Allein unter Müllmännern

Michaela Fuhrmann leert bei der Hamburger Stadtreinigung Abfalltonen - als erste Frau

  • Almut Kipp, Hamburg
  • Lesedauer: 4 Min.
Männerdomäne Müllabfuhr. Bei der Stadtreinigung in Hamburg ist die Bastion ins Wanken geraten. Die grauen Tonnen werden nun auch von Frauen bewegt.

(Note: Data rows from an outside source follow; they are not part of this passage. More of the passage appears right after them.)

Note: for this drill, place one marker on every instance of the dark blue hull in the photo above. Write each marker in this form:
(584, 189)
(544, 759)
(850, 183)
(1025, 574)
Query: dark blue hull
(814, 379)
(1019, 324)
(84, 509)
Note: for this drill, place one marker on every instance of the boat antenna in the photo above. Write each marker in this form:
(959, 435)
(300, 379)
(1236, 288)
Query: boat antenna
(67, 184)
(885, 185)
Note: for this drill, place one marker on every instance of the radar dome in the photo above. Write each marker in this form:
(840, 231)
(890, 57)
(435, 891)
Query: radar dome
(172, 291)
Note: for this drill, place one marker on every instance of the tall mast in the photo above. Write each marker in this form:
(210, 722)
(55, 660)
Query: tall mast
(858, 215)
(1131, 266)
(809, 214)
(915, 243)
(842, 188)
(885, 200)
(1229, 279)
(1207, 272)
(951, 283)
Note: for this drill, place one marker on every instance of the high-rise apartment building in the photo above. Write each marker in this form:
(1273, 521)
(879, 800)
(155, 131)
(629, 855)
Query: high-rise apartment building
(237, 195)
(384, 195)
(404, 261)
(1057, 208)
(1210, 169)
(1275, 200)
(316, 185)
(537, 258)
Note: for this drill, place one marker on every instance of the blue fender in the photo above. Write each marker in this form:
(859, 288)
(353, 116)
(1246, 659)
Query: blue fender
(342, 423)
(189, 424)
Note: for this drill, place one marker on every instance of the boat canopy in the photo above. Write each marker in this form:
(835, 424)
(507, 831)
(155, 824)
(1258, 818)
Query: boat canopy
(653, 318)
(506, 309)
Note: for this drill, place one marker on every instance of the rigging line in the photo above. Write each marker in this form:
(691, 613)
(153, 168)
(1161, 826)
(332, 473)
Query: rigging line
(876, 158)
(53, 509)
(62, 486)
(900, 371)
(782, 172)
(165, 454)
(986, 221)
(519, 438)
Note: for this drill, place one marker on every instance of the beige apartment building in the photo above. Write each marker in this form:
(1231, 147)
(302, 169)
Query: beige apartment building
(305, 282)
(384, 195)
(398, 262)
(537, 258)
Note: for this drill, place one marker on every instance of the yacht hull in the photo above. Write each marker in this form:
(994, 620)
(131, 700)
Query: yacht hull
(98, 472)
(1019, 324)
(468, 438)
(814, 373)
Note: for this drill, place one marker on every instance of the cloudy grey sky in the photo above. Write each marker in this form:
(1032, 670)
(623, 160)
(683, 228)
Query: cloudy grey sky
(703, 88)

Die Handgriffe sitzen: Rausholen, ranfahren, rankippen. Wie Hausmülltonnen zu handhaben sind, ist Michaela Fuhrmann schon in Fleisch und Blut übergegangen. Seit 13. April ist die 36-Jährige bei der Hamburger Stadtreinigung, bei der grauen Tonne, als damals erste Frau. Sie war zunächst Praktikantin, im August kam die Festanstellung. Für die einstige Ein-Euro-Jobberin ist das wie für andere ein Lottogewinn - und für die Stadtreinigung ein Schritt zu mehr Gleichstellung in einer bis dato Männerdomäne.

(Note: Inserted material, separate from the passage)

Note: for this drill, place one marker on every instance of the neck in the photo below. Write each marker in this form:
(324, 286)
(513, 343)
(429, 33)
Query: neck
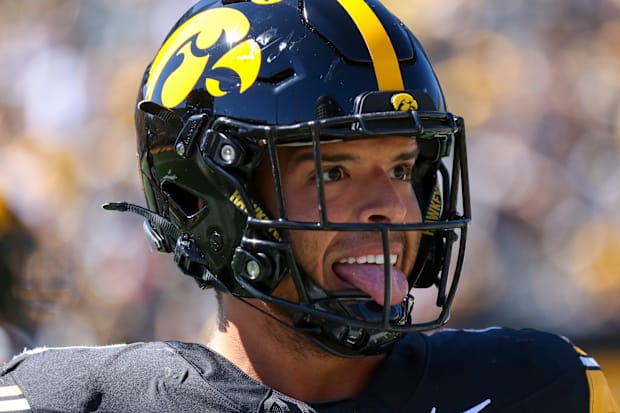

Seitdem seit Jahresbeginn in Hamburg das novellierte Gleichstellungsgesetz in Kraft ist, gilt für öffentliche Unternehmen wie den Reinigungskonzern: »Diese sind - wie auch die hamburgische Verwaltung - dazu aufgefordert, dem jeweils unterrepräsentierten Geschlecht bessere Chancen zu ermöglichen«, erläutert das Personalamt der Stadt. Wo ein Geschlecht unterrepräsentiert sei, muss es bei gleicher Qualifikation bei einer Einstellung oder Neubesetzung bevorzugt werden. »Unterrepräsentanz« liegt laut Paragraf 3 des Gesetzes bei unter 40 Prozent. Soweit die Theorie.

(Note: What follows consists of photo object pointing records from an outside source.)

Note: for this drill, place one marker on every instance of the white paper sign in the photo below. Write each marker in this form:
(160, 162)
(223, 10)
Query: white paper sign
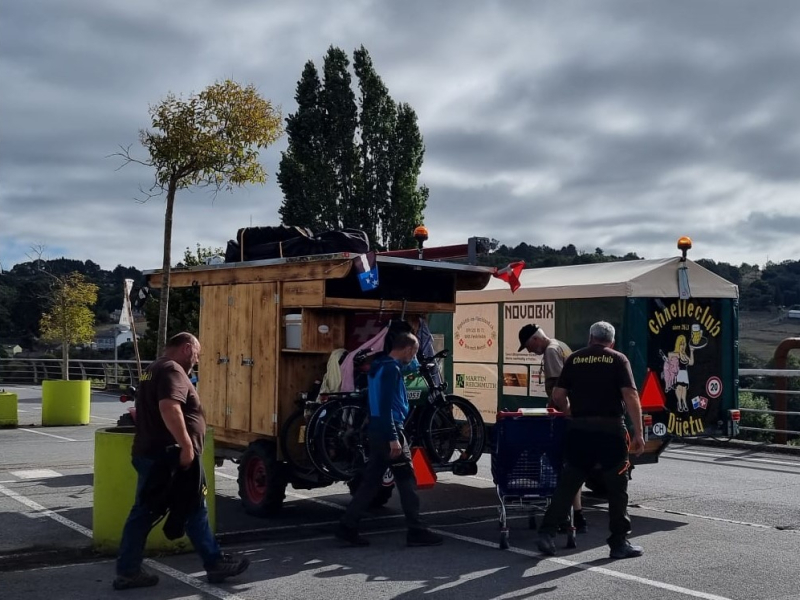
(515, 316)
(478, 384)
(515, 380)
(475, 333)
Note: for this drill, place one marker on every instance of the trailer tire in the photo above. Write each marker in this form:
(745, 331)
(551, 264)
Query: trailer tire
(595, 484)
(262, 479)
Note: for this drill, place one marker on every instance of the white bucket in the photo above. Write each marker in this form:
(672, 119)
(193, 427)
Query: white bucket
(293, 326)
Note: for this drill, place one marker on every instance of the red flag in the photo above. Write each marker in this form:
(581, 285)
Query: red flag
(510, 274)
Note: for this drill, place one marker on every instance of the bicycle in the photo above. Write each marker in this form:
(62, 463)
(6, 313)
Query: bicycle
(449, 428)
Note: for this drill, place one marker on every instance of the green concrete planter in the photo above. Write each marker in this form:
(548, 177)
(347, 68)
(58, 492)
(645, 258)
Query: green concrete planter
(115, 488)
(9, 416)
(66, 402)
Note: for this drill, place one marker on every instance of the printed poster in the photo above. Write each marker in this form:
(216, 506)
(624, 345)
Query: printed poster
(475, 333)
(478, 384)
(685, 352)
(515, 316)
(515, 380)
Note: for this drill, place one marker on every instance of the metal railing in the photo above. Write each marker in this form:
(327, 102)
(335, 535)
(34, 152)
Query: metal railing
(778, 395)
(103, 374)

In der Praxis sah sich die Hamburger Stadtreinigung gefordert. Bei ihr arbeiten 2700 Menschen, doch bei der Müllabfuhr nur Männer, 900 an der Zahl. Es kamen das Projekt »Frauen zur Müllabfuhr« und Michaela Fuhrmann. Seit sieben Jahren arbeitete die gebürtige Hamburgerin schon bei der Konzerntochter Stilbruch, dem Gebrauchtwarenkaufhaus, als sie von der Option hörte. »Ich hab’ Lkws abgeladen, Couchgarnituren und Waschmaschinen raustransportiert - von daher war ich es gewohnt, mit anzufassen«, berichtet Fuhrmann. Als Ein-Euro-Kraft hatte sie hier angefangen, dann Lohn nach Haustarifvertrag erhalten.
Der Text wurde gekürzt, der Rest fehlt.